We’re delighted to announce that the international Botathon VentureBeat has organized with a group of regional partners is off to an excellent start.

We’ve already received well over 100 solid applications from participants after our first post, and we expect to generate a lot more as we now make the final push to our MobileBeat 2016 event on July 12-13, where we’ll recognize the winners.

We’ve just added another regional botathon in Chicago. Here are the cities so far:

  • San Francisco
  • New York
  • Austin
  • Toronto
  • Melbourne
  • Chicago
  • Tel Aviv

We will give recognition to the regional winners on stage at MobileBeat 2016 and also cover them on VentureBeat.

VentureBeat continues to collect applications here, and we’re forwarding them on to regional organizers accordingly. The goal behind the Botathon is to foster innovation among developers in this really new and interesting area of potential, and to recognize those creations prominently.

In case you haven’t noticed, we’ve been covering the tremendous innovation happening around bots over the past year, and we’re soliciting the coolest new ideas.

The Botathon will take place in the seven cities simultaneously. Here are the details:

When

July 9-10, 2016

Local organizers will select the best 20-40 applicants to participate in their local Botathon. The Botathon will take place in all cities on the weekend leading up to MobileBeat 2016 (July 12-13), VentureBeat’s flagship event about bots and A.I. Competitors will present to a team of local judges. Judges will choose one finalist from each city to advance to the next stage.

Final judging

July 11-12, 2015

Once finalists advance, public voting will take place online (site link will come soon) to select a winner. Attendees onsite at MobileBeat in San Francisco will also see the presentations, and will select a winner. Finalists are invited to present live during MobileBeat — but if they are unable to make the trip out to San Francisco, they will be able to participate with the MobileBeat audience through a telepresence robot courtesy of Double Robotics. Finally, a group of judges will also select a winner. (So between online, audience and judges, there are three potential winners).

Awesome exposure

So what do you get out of it? As a finalist, you’ll get in front of attendees at MobileBeat, who represent some of the most influential platforms and brands in conversational UI: Google, Amazon, Facebook, Kik, Pinterest, Slack, Twitter, Sensay, Pandora, Spotify, Uber, TripAdvisor, Expedia, Lyft, NBCUniversal, Samsung, Sony, and more.
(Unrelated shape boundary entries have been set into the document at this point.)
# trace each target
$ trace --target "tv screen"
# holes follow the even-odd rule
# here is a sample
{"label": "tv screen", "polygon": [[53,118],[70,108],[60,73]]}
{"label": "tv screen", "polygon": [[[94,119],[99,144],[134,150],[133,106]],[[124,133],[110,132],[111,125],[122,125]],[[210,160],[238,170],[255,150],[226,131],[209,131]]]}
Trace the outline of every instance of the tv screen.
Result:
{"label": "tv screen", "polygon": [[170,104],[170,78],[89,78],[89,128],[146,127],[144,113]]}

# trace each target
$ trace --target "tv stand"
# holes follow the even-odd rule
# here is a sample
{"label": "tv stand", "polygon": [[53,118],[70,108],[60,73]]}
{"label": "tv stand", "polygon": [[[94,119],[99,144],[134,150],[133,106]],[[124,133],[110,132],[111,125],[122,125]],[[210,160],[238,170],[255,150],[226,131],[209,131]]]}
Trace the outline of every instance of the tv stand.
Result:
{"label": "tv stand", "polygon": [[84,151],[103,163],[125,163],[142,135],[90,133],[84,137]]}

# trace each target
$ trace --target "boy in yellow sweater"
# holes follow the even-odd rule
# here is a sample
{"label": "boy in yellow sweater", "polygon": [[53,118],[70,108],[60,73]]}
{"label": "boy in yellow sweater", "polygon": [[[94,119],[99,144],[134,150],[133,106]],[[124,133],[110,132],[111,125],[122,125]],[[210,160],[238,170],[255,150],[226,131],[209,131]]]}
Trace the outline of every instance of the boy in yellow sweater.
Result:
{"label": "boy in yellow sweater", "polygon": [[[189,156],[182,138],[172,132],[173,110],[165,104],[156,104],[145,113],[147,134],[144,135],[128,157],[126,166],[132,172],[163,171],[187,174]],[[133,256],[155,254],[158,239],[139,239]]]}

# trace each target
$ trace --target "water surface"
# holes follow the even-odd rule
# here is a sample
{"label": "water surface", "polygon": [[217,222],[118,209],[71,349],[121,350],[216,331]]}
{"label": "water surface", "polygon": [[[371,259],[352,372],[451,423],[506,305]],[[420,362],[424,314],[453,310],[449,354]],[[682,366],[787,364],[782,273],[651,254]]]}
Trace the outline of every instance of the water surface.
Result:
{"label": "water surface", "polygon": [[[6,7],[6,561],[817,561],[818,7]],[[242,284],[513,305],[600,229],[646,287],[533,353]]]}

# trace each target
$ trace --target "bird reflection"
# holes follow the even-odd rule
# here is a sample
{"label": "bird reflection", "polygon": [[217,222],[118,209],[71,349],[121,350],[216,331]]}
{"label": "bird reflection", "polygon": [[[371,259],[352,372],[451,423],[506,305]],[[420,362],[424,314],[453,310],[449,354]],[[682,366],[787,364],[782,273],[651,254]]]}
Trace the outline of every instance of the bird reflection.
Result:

Each finalist gets a booth at MobileBeat, with plenty of opportunity to demo your awesomeness.

You’ll also get exposure in online voting in front of VentureBeat’s 8 million monthly readers.

And finally, you’ll be interviewed for a featured post on VentureBeat.

Once in a decade this kind of massive transformation comes along. This time it’s bots. Here’s your chance to be part of it.

Get everything you need to apply here. Applications close at noon PST on July 8.


Thanks to our co-organizers on the ground in all cities — we wouldn’t be able to host this groundbreaking event without their help.

Chicago: Lightbank and WeWork. Lightbank is one of Chicago’s leading venture capital firms (and full disclosure: a minority investor in VentureBeat). WeWork provides small businesses, startups, freelancers, large enterprises, and everyone in between with the workspace, community, and services they need to make a life, not just a living. With weekly events, personalized support, month-to-month flexibility, and access to over 50,000 like-minded creators around the world, WeWork is the perfect place to grow your business.

San Francisco: BeMyApp is a digital transformation and developer relations agency. They ideate, plan, and execute events and online campaigns for technology companies and brands, helping them connect with the best developers and startups. They produce conferences, hackathons, pop-up incubators, workshops, DevLabs, white-label, and remote accelerators globally. BeMyApp has a community of 100,000 developers, startups, mentors, and partners.

New YorkAngel.ai is a technology company that supports businesses in automating conversational commerce using natural language processing. It’s run by Navid Hadzaad, the CEO and cofounder, formerly of GoButler. Most recently, he was featured on the 2016 Forbes 30 Under 30 list in the Consumer Tech category.

AustinHowdy and Message.io. Howdy is a bot coworker for Slack teams and has also created Botkit, an open-source toolkit for creating bots for Slack, Twilio, Facebook Messenger, and more. Message.io is a cross-platform deployment utility for bot developers.

Toronto: Massively.ai allows anyone to create and deploy polished chatbots. Launched in 2014, Massively manages your most important relationships by powering chatbots people actually want to talk to. One-to-one at massive scale.

Melbourne: Peter Marko has struggled with diets and daily what-should-I-eat questioning. He just started working on an A.I. era of meal planning and mindful eating by combining chatbots and fitness trackers with intelligent grocery planning and takeaway food options.

Tel Aviv: Aleph is a $150 million early stage fund, which partners with Israeli entrepreneurs looking to build companies that are scalable global change agents. Aleph was founded in 2013 by Eden Shochat and Michael Eisenberg.